Depende… ¿Te arrepientes de haber llorado por quien amaste?

Nota: Mis felicitaciones a Ángel Eloy, tus escritos hablan de lo que mucha gente siente y calla. Nunca dejes de escribir.

La confianza apesta

Tuesday, November 15th, 2005

Es frustrante saber que fuimos, talvez seamos y quizás lleguemos a ser tan parecidos. A pesar del género los impulsos naturales dominan nuestras acciones. Respondemos a los mismos estímulos, pecamos con la misma piel.

“Sólo hace falta que te corra sangre por las venas”…

Sabias palabras de una grandiosa amiga y hermana. Para que ocurra no hace falta más que eso. Para que suceda lo inevitable, el brutal encuentro de emociones ocultas ante quienes se sienten heridos por ellas. La satisfacción del yo en su máxima expresión.

Cuando me sepa sólo. Cuando me sepa en anonimato… responderé de la misma manera que lo haría ella. Actuaré por y para satisfacer mi capricho. Rascaré esa comezón. Saldré de esa duda. Saciaré el ansia por probar algo ligeramente distinto y novedoso.

Ella haría lo mismo. Ella hizo lo mismo.

Es doloroso saber que ocurrirá nuevamente. A pesar de cualquier nueva oportunidad, a pesar que el perdón algún día llegue, tengo la certeza que pasará de nuevo.

Siempre habrá quien desate una nueva duda. Siempre habrá que aclararla luego. Y siempre habrá que callar rogando que nunca salga a la luz. Porque ante el descubrimiento del egoísmo, de la traición consumada, no hay pretextos sino dolor y reproche. Más tarde llega el odio y la repulsión.

Nadie quiere sentirse culpable. Mucho menos detestado por el ser amado. Pero todos necesitan satisfacer sus impulsos más bajos, sus pasiones más oscuras. Los deseos más aberrados que nada más podemos soportar en nuestra conciencia pero no en la del ser amado.

Es triste saber que los prejuicios entre géneros nublan el juicio. Es deprimente como los hombres buscamos las rameras para divertirnos pero todos nos queremos casar con una mujer decente.

Entonces sólo nos queda escoger entre los dos tipos de mujeres decentes: las que siempre lo han sido; y las que no lo son pero lo desconocemos.

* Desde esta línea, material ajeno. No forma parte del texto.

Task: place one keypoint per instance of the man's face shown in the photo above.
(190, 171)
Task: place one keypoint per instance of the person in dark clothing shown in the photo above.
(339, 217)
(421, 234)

Las que siempre lo han sido en algún momento dejarán de serlo y las que desconocemos algún día descubriremos su verdad y sabremos entonces que algún día repetirán lo que siempre han hecho.

Después de todo no somos tan diferentes. Sólo jugamos a las escondidas con las personas que más amamos. Vivimos un perenne carnaval de luto. Ocultando el desnalgue de impulsos que nos llevan a errar y acertar. Celebramos nuestros aciertos y nos martirizamos por nuestros errores para dar lástima y buscar el perdón.

Somos igual de bajos después de todo.

Es estresante saber que la paz es temporal. Saber que inevitablemente otra herida se abrirá.

Es completamente inútil confiar. La confianza es la mentira más grande que han inventado las parejas monógamas para vivir en paz amándose.

Soberana la impotencia de saber que quien ama de corazón será traicionado. Tarde o temprano. Lo sepa o no.